The DPO, or Data Protection Officer, is the person responsible for ensuring compliance with the GDPR within an organization. Their main role is to inform and advise the data controller and employees, to monitor the compliance of personal-data processing, and to cooperate with the supervisory authority.
The GDPR (Articles 37 to 39) makes the appointment mandatory in three cases: for public authorities and bodies, when the core activity involves regular and systematic monitoring of individuals on a large scale, or large-scale processing of so-called sensitive data (health, opinions, biometric data…). Outside these situations, appointing a DPO remains strongly recommended and is a good governance practice.
The officer carries out their duties in full independence: they receive no instructions on how to perform them, report to the highest level of management and must not be in a conflict of interest. The role can be filled by an internal employee or an external provider. The DPO is the primary point of contact for the supervisory authority (the CNIL in France) as well as for data subjects who wish to exercise their rights (access, rectification, erasure, portability).

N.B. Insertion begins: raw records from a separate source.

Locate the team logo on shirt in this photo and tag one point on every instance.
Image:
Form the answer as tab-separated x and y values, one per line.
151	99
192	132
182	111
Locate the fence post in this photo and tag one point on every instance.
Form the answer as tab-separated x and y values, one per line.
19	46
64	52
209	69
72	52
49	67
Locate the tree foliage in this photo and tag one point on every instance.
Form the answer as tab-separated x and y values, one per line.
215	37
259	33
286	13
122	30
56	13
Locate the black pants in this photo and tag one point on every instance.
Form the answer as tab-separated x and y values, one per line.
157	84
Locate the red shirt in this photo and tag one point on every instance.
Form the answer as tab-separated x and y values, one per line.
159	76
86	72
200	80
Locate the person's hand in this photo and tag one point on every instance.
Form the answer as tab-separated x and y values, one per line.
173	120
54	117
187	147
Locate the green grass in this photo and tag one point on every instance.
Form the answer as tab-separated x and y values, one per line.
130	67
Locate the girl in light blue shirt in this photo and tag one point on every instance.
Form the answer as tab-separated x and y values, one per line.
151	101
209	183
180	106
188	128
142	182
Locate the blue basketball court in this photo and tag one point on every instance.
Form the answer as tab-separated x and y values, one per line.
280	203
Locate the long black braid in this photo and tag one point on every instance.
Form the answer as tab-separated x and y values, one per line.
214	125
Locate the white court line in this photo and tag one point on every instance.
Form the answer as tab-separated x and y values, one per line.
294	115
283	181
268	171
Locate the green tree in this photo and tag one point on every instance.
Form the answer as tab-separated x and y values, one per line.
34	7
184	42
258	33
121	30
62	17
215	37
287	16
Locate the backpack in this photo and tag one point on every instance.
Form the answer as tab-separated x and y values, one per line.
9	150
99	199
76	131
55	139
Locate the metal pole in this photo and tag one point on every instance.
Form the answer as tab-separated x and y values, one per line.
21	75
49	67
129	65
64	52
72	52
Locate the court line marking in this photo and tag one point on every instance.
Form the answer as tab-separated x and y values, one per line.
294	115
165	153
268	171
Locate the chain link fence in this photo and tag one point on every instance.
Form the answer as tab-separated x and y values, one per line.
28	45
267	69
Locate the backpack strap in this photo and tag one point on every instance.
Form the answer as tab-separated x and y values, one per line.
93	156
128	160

To fulfil this role, the DPO relies on compliance tools such as the records of processing activities, the tracking of rights requests and a traceable audit log. eyeot includes this kind of functionality, which eases the officer's day-to-day work and the demonstration of compliance in the event of an audit. The DPO, who is a person, should not be confused with the data processing agreement (DPA), which is a contract binding a data controller to its processor.